This project focuses on detecting fraudulent transactions using synthetic datasets generated through Python scripts. The datasets are iteratively created to simulate various fraud scenarios, and two machine learning models, Logistic Regression and Random Forest, are trained to classify transactions as fraudulent or not.
- Overview
- Features
- Installation
- Usage
- Datasets
- Models
- Results
- Technologies Used
- Future Enhancements
- Contact
- License
Fraud detection is a critical application of data science and machine learning. This project generates synthetic datasets representing different fraud scenarios, trains models on these datasets, and evaluates their performance. The aim is to provide a robust pipeline for detecting fraud in financial transactions.

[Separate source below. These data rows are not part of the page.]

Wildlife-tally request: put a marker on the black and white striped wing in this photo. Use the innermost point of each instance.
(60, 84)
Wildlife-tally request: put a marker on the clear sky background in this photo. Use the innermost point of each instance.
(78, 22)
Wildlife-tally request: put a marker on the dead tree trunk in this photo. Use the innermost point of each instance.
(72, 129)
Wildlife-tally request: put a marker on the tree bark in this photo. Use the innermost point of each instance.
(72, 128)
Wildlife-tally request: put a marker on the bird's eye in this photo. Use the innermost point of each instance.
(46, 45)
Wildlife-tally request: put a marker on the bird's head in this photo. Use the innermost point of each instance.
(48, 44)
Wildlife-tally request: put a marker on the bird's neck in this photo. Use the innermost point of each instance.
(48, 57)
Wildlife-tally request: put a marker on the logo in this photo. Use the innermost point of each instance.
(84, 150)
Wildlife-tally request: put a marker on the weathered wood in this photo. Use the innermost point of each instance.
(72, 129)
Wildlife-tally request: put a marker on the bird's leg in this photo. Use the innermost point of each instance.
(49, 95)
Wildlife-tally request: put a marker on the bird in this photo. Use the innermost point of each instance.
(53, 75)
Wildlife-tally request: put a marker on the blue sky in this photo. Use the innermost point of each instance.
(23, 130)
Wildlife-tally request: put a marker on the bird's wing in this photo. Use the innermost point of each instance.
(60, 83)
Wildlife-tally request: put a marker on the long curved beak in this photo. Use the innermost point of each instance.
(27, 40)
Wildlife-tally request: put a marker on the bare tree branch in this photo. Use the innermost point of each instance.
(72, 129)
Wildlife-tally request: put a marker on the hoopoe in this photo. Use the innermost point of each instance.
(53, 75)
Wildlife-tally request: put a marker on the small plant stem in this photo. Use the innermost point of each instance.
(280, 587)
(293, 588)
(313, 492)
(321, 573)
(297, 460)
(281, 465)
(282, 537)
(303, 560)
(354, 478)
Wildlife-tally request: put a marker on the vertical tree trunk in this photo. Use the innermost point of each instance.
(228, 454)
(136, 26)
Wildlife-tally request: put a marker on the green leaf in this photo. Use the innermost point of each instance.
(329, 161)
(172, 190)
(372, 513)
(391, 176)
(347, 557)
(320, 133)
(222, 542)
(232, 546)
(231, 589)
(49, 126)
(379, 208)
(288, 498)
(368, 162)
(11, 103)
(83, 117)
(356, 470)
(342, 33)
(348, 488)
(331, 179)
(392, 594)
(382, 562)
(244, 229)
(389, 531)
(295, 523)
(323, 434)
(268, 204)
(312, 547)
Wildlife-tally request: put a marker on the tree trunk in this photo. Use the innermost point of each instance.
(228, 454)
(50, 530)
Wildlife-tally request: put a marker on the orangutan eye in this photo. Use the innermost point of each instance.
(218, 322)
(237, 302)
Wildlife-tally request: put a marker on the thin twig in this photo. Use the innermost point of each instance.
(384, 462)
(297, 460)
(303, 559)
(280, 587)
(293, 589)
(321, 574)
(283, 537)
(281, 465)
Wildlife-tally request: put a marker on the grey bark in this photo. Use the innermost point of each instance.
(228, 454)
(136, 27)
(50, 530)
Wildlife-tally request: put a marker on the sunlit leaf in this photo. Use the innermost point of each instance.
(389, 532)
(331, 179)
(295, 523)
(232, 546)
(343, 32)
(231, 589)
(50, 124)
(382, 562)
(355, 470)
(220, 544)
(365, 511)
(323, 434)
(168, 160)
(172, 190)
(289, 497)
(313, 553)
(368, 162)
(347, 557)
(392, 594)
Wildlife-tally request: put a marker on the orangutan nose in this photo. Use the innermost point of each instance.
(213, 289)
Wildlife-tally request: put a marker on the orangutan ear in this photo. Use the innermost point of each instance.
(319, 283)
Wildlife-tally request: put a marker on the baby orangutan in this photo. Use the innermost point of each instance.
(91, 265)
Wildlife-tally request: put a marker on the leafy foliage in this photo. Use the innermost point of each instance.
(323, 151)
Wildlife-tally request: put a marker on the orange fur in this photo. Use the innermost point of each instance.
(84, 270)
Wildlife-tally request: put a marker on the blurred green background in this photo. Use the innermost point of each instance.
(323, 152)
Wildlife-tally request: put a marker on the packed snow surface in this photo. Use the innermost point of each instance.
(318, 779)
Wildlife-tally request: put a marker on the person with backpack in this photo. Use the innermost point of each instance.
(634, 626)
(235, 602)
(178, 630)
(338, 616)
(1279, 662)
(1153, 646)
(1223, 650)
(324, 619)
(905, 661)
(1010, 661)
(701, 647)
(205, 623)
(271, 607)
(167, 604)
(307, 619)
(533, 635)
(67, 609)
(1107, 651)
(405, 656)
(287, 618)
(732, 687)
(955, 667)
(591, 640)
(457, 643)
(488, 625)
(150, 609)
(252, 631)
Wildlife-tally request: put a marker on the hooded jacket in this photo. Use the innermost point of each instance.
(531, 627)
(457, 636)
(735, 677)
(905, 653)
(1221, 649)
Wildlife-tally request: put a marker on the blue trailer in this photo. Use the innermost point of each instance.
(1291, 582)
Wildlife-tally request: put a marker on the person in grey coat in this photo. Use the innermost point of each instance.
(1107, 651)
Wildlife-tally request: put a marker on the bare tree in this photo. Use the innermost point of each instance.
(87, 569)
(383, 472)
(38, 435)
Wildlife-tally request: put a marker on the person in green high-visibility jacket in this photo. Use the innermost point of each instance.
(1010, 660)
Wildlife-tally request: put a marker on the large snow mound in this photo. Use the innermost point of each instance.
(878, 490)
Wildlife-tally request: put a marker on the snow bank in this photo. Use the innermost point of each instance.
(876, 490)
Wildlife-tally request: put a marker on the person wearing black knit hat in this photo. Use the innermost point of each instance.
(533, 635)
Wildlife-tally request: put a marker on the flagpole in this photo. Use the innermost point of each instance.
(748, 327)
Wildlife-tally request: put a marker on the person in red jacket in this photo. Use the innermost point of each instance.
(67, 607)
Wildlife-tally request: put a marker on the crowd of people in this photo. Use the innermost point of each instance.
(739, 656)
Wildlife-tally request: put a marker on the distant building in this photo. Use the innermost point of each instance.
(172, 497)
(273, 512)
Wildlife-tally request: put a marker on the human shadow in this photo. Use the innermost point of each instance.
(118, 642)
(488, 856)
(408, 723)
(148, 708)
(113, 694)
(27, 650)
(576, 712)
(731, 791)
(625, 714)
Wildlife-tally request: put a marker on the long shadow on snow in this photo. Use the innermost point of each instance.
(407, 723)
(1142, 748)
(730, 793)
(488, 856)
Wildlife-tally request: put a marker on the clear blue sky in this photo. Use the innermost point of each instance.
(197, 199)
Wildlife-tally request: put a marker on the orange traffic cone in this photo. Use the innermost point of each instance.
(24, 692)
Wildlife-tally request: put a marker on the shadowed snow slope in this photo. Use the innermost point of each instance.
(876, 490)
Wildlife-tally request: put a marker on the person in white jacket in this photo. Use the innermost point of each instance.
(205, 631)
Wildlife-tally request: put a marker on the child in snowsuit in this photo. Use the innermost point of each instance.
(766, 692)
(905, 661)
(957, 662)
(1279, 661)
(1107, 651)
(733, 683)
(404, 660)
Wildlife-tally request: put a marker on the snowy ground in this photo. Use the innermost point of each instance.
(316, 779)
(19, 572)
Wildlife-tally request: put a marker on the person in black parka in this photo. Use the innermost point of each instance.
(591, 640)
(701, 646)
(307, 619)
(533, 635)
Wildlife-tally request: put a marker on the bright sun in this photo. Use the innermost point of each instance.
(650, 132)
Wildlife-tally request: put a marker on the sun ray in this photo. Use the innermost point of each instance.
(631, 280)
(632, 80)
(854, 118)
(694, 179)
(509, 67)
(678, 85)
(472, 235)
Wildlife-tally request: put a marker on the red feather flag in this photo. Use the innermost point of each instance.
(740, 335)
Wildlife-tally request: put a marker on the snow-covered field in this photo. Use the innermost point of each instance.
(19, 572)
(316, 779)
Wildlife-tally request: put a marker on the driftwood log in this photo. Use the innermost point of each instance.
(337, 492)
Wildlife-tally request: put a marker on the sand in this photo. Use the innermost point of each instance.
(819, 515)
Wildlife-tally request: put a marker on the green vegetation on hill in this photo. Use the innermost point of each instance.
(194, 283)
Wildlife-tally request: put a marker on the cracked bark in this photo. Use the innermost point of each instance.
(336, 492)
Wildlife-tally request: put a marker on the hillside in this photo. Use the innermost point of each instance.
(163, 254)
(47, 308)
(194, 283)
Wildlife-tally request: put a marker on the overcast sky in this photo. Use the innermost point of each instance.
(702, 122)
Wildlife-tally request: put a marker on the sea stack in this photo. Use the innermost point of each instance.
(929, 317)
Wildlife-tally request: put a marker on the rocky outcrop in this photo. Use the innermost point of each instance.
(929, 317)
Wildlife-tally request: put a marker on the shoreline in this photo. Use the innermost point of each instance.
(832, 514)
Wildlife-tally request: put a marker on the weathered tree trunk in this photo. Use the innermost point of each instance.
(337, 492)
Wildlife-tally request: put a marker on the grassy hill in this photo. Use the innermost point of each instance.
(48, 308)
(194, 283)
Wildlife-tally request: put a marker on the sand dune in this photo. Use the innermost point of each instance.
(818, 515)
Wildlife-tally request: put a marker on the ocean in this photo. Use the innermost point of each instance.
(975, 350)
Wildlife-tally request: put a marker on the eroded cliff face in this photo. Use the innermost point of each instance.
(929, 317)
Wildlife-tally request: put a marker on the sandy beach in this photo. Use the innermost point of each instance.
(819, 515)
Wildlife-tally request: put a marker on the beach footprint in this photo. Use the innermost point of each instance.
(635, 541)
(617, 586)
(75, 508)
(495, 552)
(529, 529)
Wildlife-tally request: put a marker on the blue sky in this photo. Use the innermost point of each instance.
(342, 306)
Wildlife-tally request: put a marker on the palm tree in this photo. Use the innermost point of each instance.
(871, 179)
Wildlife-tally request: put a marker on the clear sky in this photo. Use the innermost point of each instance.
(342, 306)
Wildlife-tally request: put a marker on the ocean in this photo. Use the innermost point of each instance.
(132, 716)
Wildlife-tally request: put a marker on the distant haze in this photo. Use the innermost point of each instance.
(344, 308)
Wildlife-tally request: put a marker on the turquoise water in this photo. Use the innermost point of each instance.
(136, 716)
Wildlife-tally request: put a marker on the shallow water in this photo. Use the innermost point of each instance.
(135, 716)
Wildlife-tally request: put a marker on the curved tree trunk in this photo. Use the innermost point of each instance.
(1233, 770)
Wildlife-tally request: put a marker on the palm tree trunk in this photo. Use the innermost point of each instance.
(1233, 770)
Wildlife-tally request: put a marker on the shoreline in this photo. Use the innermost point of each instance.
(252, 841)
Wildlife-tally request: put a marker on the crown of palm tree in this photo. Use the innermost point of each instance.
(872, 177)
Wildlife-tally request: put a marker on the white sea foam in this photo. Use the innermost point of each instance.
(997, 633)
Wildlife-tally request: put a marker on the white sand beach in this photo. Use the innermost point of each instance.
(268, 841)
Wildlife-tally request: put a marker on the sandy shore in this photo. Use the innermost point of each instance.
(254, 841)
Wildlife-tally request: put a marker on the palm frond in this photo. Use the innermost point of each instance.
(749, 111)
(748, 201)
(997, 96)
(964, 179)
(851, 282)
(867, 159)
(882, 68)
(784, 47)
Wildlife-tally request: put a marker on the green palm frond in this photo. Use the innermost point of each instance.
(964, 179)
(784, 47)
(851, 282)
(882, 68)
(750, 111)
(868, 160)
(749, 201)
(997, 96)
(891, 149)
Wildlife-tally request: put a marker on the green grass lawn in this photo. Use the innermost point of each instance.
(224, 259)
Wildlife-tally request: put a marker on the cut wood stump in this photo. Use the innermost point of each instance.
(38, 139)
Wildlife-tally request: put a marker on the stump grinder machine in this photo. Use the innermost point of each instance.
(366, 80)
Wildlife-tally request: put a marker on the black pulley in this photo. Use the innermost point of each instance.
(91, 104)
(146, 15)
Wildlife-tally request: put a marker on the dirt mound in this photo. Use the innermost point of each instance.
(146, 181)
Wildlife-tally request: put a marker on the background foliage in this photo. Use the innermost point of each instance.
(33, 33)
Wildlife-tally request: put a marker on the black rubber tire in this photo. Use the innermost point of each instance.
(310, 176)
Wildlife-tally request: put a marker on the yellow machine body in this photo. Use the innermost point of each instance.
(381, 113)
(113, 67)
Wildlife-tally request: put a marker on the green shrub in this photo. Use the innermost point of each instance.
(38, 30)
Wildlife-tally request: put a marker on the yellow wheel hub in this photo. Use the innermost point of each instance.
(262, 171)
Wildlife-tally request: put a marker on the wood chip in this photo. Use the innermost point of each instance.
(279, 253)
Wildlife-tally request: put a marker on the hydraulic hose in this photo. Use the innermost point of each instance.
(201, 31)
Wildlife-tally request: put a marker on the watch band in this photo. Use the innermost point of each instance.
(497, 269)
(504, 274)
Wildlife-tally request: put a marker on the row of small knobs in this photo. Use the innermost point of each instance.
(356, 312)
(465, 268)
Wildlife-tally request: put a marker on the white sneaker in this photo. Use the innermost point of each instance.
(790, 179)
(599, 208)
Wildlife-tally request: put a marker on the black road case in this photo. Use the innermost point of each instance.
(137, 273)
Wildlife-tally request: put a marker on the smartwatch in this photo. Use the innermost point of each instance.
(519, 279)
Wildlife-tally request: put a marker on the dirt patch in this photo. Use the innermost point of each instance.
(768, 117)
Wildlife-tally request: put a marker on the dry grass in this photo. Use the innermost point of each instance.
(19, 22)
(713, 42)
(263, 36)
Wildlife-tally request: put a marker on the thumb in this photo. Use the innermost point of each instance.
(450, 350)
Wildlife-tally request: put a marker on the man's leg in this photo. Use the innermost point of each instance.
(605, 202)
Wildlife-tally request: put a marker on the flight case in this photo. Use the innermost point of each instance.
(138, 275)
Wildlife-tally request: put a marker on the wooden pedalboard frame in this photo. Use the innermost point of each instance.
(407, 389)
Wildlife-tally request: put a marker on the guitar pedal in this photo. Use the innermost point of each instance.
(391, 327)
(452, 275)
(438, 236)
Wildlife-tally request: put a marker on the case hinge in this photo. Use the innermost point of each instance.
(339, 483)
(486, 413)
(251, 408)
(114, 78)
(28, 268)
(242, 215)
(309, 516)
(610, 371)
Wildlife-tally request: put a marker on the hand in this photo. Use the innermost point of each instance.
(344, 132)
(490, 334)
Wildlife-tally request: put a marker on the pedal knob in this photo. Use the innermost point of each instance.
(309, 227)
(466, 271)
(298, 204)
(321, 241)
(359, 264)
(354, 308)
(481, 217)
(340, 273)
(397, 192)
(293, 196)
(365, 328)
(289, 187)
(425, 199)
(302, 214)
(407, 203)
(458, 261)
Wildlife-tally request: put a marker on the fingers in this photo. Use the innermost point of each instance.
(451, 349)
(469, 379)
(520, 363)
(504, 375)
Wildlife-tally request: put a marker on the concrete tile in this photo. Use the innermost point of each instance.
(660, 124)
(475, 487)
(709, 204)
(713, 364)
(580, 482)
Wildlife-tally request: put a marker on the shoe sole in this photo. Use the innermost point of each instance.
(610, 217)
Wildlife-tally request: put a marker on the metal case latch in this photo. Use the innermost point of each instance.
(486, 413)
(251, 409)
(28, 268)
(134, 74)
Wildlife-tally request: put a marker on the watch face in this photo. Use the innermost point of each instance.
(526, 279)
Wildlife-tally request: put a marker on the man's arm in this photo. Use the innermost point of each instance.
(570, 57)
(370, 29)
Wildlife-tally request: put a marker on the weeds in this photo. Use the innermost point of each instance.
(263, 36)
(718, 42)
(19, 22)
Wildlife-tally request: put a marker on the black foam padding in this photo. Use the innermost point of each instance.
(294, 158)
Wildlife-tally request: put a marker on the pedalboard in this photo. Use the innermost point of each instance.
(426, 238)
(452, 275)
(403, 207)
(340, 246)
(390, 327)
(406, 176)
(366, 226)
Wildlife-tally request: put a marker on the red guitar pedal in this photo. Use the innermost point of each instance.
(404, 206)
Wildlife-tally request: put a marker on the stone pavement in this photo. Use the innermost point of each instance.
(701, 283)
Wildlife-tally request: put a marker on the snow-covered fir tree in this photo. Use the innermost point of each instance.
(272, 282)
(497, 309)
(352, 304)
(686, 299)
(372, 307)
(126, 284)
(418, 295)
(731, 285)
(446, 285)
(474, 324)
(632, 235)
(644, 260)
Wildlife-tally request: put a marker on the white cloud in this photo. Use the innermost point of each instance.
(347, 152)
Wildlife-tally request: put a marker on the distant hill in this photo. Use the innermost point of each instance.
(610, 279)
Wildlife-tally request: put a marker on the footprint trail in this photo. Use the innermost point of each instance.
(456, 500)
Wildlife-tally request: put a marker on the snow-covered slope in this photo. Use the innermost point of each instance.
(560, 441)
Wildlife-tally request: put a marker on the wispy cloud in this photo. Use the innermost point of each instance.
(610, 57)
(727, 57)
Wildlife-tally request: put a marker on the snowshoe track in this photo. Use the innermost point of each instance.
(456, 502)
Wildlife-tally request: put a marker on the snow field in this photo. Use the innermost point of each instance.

- Synthetic Data Generation: Python scripts to generate datasets for various fraud detection scenarios.
- Iterative Modeling: Models are trained on two iterations of the datasets to assess consistency.
- Machine Learning Models: Implementation of Logistic Regression and Random Forest for classification.
- Metrics Evaluation: Evaluation of models using metrics like accuracy, precision, recall, F1-score, and ROC-AUC.
- CSV Output: Results are saved in a CSV file for easy analysis.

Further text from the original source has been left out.